I asked if they had any questions for me. Ms. Future Slow Talker raised her hand.
“So if you are a computer engineer, does that mean you make Kinetic Sculptures?”.
It’s a good thing internal dialog is internal, because at this point, I was completely thinking WTF. This girl is five or six max. She’s asking me about kinetic sculptures – something most adults haven’t a clue about, and something, I frankly don’t know much about either. In my mind, I had already hired her. Because, in her, I saw the future of women in technology, in STEM and I knew everything was going to be ok. Part of me wanted to pick her up and bear hug the absolute crap out of her, but I’m a stranger and she’s a child, and well that’s just weird.
“No, I don’t make Kinetic Sculptures. But they sure are cool right? “. Only response I could muster out. I was still taken aback. The roles had reversed had reversed here and I wasn’t prepared to be an understudy for a 5 year old again.

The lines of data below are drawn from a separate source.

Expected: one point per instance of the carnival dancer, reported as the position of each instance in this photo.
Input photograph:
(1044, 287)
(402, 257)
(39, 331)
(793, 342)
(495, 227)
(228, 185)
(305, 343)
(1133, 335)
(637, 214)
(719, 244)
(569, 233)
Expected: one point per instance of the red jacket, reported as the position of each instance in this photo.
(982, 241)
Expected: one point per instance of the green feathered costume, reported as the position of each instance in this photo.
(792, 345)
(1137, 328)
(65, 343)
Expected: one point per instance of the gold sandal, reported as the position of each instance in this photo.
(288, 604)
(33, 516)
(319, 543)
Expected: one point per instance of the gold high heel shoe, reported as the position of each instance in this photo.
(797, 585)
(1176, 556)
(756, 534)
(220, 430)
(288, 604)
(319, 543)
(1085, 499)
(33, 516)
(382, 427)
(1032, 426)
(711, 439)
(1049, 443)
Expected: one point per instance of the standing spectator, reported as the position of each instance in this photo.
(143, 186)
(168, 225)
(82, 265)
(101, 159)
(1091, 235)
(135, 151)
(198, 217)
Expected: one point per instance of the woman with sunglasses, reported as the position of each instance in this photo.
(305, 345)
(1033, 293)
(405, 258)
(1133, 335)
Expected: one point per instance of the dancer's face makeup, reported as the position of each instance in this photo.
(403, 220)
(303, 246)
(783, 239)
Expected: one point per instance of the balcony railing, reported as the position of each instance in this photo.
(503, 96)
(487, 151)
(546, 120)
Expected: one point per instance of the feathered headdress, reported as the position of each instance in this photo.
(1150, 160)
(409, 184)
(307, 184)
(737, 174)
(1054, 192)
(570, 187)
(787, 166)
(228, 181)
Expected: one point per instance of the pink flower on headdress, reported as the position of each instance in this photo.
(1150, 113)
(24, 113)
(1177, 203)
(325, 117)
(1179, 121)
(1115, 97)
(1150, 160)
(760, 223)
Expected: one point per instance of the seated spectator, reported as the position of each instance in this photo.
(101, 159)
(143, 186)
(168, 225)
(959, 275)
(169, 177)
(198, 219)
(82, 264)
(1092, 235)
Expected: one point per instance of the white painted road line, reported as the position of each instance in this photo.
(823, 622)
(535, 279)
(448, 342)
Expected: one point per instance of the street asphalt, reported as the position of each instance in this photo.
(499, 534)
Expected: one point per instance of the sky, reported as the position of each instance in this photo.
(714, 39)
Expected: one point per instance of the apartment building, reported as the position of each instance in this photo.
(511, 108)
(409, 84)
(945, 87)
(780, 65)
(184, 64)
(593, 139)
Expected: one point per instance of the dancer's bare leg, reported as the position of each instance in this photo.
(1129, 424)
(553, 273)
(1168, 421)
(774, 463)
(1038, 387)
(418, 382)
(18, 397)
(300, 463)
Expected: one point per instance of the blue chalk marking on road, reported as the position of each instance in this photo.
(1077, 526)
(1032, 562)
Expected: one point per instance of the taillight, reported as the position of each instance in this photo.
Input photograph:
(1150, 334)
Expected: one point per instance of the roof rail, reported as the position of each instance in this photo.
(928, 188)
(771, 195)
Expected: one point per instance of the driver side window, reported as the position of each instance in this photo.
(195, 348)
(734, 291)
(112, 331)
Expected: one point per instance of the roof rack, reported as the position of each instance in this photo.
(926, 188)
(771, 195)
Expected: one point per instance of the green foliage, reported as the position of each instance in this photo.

We went off to play a game we had devised to teach programming. Let’s face it, you’re not really going to teach the average five year old much about coding, but we had some fun with some ideas like order of execution, patterns, and process. Each girl picked a sheet of paper and it had a set of instructions like “ jump”, “swirl”, “kick” and a few of the cards were more like a programming structure with “if”, “then”, “and”. We went down the line and did our appropriate instructions, waiting for the previous person to finish before we started. The girls that had the bad fortune of picking the “if”, “and” types of cards were shortly bored, so I gave them alternative actions to do. “IF” meant you did a big old karate chop and yelled. “And” was a polite curtsey. And so this continued until the promise of cake was delivered upon and again, small cliques formed, and shrunk and grew amongst the girls.
At the end, they did a circle of friendship bit where everyone held hands in a circle. The girl with the miscounted jumping jacks held out and shook her arm furiously to signal that I should be her friend, that I should join her side. I did. We stood in a circle and they sang a song of friendship. At the end, they sent a squeeze that would travel from hand to hand – get the squeeze from your left, then pass it on by squeezing the hand you were holding in your right. You could watch the squeeze make its way around the circle, the pulse identifiable by a giggle when it was received.
I left that day different. I know that those girls won’t always have that innocence. That their curiousity might wane, and with it their lust for life. And I know there will come a time when they will offer less information instead of more, or when everything will just have so much more weight. But they reminded me, for that one hour on a Saturday morning, how I had all that once too. It was a reminder of how I used to stomp around as a 5 year old and not care what anyone thought, tirelessly making things that didn’t work, and a few that did. A recollection of a time where more of it was spent actually being awesome rather than thinking about it or worse, hoping for its arrival.
I’m not about to do 120 jumping jacks and count ( or miscount ) them out at the top of my lungs. But thanks to that little squeeze, I might be a bit more likely to celebrate the small successes like they were large ones. And who doesn’t need a little more of that?